Il declino della cultura operaia coincide con il declino del Partito comunista. Le periferie rosse diventano periferie d’immigrati; le periferie dei lavoratori dopo il 1973 diventano periferie dei senza lavoro; le periferie dell’integrazione diventano periferie della disintegrazione; tutto ciò certamente è lento, progressivo, invisibile nel tempo breve, ma prende forma e senso nei trent’anni che vanno dal 1962 al 1992»  (pag. 155).

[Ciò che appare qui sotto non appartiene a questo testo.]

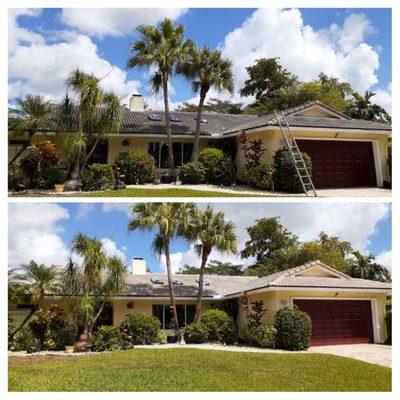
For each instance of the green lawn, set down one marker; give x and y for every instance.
(200, 370)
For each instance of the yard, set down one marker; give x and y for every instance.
(196, 370)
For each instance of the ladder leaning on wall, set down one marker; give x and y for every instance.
(295, 153)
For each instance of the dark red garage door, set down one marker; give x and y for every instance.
(339, 321)
(340, 163)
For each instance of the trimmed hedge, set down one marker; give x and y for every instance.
(195, 333)
(293, 329)
(136, 167)
(98, 177)
(285, 177)
(143, 327)
(192, 173)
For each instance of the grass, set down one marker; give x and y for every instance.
(199, 370)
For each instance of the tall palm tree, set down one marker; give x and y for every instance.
(361, 107)
(169, 220)
(29, 115)
(94, 282)
(211, 231)
(161, 47)
(206, 69)
(31, 281)
(93, 113)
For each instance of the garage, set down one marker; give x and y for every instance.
(340, 163)
(339, 321)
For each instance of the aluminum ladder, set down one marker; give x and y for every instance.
(295, 153)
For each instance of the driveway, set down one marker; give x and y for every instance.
(374, 353)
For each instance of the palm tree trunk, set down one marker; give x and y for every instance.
(204, 258)
(195, 151)
(168, 127)
(23, 148)
(170, 285)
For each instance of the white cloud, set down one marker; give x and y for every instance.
(34, 234)
(116, 21)
(339, 51)
(385, 258)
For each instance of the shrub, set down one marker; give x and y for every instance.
(285, 177)
(293, 329)
(98, 177)
(220, 327)
(107, 338)
(136, 167)
(143, 327)
(260, 177)
(51, 176)
(192, 173)
(195, 333)
(388, 322)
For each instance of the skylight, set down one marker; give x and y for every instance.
(154, 117)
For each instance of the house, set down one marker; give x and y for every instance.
(343, 309)
(345, 152)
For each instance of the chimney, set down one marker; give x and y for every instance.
(136, 103)
(138, 266)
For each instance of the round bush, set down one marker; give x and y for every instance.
(219, 326)
(293, 329)
(143, 327)
(136, 167)
(192, 173)
(107, 338)
(195, 333)
(98, 177)
(285, 177)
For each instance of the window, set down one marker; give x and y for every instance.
(185, 314)
(159, 150)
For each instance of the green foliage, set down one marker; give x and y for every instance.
(107, 338)
(285, 177)
(220, 326)
(136, 167)
(192, 173)
(98, 177)
(293, 329)
(260, 177)
(143, 327)
(195, 333)
(388, 323)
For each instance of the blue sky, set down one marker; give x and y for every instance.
(43, 231)
(308, 41)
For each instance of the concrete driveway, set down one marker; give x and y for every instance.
(374, 353)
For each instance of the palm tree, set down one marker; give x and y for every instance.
(211, 231)
(30, 114)
(31, 281)
(93, 283)
(170, 220)
(361, 107)
(94, 113)
(206, 69)
(161, 47)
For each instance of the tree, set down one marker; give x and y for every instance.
(214, 267)
(169, 220)
(30, 282)
(271, 244)
(361, 107)
(161, 47)
(31, 113)
(206, 69)
(210, 231)
(365, 267)
(89, 286)
(88, 118)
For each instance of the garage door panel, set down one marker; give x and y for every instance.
(340, 163)
(338, 321)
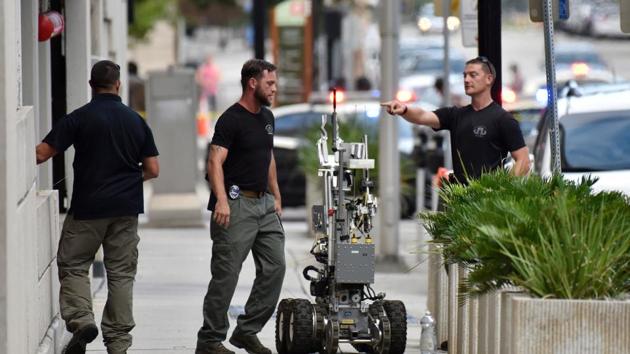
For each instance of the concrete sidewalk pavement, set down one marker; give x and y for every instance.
(174, 271)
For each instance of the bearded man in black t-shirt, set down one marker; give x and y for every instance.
(246, 208)
(482, 133)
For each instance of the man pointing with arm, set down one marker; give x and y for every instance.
(482, 133)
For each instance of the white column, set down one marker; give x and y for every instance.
(388, 155)
(44, 111)
(8, 197)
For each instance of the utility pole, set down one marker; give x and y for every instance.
(552, 103)
(388, 156)
(258, 19)
(490, 39)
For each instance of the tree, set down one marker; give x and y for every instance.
(147, 12)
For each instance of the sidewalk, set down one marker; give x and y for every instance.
(174, 270)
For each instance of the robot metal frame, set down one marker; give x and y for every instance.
(346, 309)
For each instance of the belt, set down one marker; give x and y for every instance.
(252, 194)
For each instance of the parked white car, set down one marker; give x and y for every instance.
(594, 139)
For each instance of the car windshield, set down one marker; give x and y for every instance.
(596, 141)
(527, 119)
(422, 64)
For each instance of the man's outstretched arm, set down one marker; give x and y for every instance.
(415, 115)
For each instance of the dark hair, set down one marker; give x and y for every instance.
(254, 68)
(132, 68)
(104, 74)
(363, 84)
(485, 64)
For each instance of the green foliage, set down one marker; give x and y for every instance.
(552, 237)
(147, 12)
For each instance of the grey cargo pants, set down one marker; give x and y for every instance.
(254, 226)
(80, 240)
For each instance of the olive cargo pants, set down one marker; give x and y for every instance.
(254, 226)
(80, 240)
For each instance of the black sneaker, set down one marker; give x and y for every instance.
(80, 338)
(251, 344)
(217, 348)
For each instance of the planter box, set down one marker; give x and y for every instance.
(437, 297)
(537, 326)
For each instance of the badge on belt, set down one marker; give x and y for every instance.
(234, 191)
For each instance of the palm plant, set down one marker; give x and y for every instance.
(552, 237)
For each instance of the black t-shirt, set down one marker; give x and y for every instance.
(110, 141)
(248, 137)
(480, 140)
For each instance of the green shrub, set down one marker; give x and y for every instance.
(552, 237)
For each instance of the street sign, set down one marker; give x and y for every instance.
(453, 7)
(624, 12)
(560, 10)
(470, 25)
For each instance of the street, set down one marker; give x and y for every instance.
(174, 270)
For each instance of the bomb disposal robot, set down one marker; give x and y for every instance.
(346, 309)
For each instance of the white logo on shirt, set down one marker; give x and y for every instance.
(480, 131)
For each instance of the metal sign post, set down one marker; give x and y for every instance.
(624, 13)
(552, 104)
(446, 80)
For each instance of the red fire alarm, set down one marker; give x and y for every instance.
(50, 25)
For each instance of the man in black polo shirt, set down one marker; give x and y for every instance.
(115, 152)
(482, 133)
(246, 208)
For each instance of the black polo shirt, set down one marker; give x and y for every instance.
(248, 137)
(110, 141)
(480, 140)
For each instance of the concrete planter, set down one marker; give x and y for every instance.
(540, 326)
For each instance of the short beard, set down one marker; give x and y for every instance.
(261, 98)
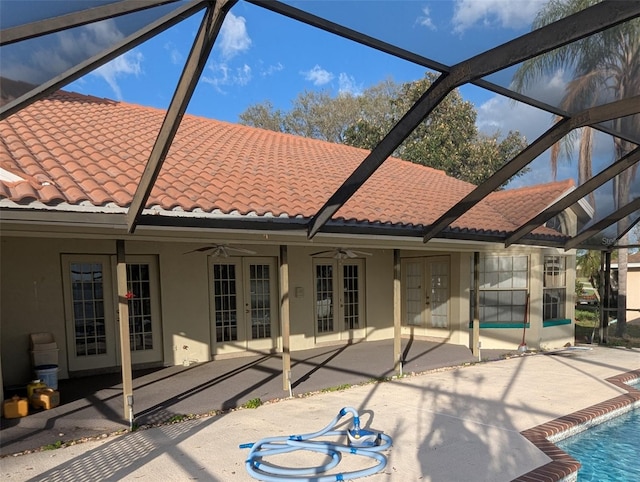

Lo spirito critico si esercita, talvolta perfino aspro, anche sulle tendenze culturali che ha incontrato nel suo percorso. In merito è illuminante il pensiero sullo strutturalismo: «Nell’antropologia lévi-straussiana, nel marxismo althusseriano, nella psicoanalisi lacaniana, nella semiotica barthesiana, nel primo Foucault, l’uomo è abolito in quanto illusione, la nozione di Soggetto sembra arretrata e dà persino la nausea a François Wahl, editore di queste nuove correnti a Seuil, e, quanto alla Storia, essa è volatilizzata. Per Lévi-Strauss, lo scopo delle scienze dell’uomo è non di rivelare l’uomo, ma di dissolverlo. Beninteso, l’opera dei pensatori strutturalisti brulica di raffinatezze e di sottigliezze ma prospera su fondamenti grossolani o inconsistenti. Così, durante quella che ai suoi ammiratori e accoliti sembra una nuova era dei Lumi, planò sull’Intelligenza francese un grandissimo cretinismo e da lì si diffuse in gran parte del mondo» (pag. 161, 162).

L’asprezza si perde nelle descrizioni di Parigi, per le trasformazioni dei quartieri che lo spingono a cambiare casa. Parigi è solo vista con affetto, perfino quando appaiono brutture nel tessuto urbano, perché la città è, per lui, la sua culla, il mondo da cui può persino evadere ma dove, inevitabilmente, è tornato e ritorna.  «Ho conosciuto Parigi nella gioia, ho conosciuto Parigi nella fede, ho conosciuto Parigi nel turbamento, ho conosciuto Parigi allo stremo! » (pag. 233).

Lo stile di Morin è paratattico: frasi brevi, sincopate, una successione d’immagini favorita dall’uso del presente storico. La scelta stilistica è efficace nella descrizione della città, dei suoi mutamenti intestini, ed è anche d’aiuto a tratteggiare i tratti essenziali delle articolate vicende intellettuali e storiche che Morin ha attraversato. Dà invece un tono quasi superficiale all’insistita narrazione del suo disordine affettivo nella ricerca, che a tratti pare compulsiva, di relazioni – tutte etero, invero – spesso ostentatamente istintive, comunque un tratto dei tempi e degli ambienti frequentati. Nel parlare della sua persona, raccoglie, invece, più simpatia quando valuta il suo lavoro, peraltro del tutto rilevante. «Io non sono uno scienziato per gli scienziati, né un sociologo per i sociologi, né un filosofo per i filosofi, né uno scrittore per gli scrittori. È solo ai miei occhi che io sono tutto questo nello stesso tempo» (pag. 181).

Modulo il racconto delle vicende affettive, le memorie di Morin hanno un indubbio valore di testimonianza di eventi rilevanti per la Storia del Novecento, la testimonianza di un giovane novantenne che affronta il giorno con lo sguardo in avanti. «Il mio quartiere attuale è un concentrato della mia Parigi. In queste giornate di settembre che annunciano l’autunno, esco al sole e la vita mi invade, mi tonifica. Sulla piazzetta, nelle tre vie che vanno a incontrarsi l’una con l’altra, molti giovani liceali, studenti, ma anche anziani del quartiere, brava gente testimone della vecchia Parigi. Felice, sotto il dolce sole, mi immergo in questa mescolanza sociale e generazionale. Sento che la vita mi ama ancora, che vuole ancora darmi gioia, che mi vuole ancora» (pag. 217). Così anche noi, dopo la lettura, possiamo chiudere il libro e fare quattro passi, se c’è il sole.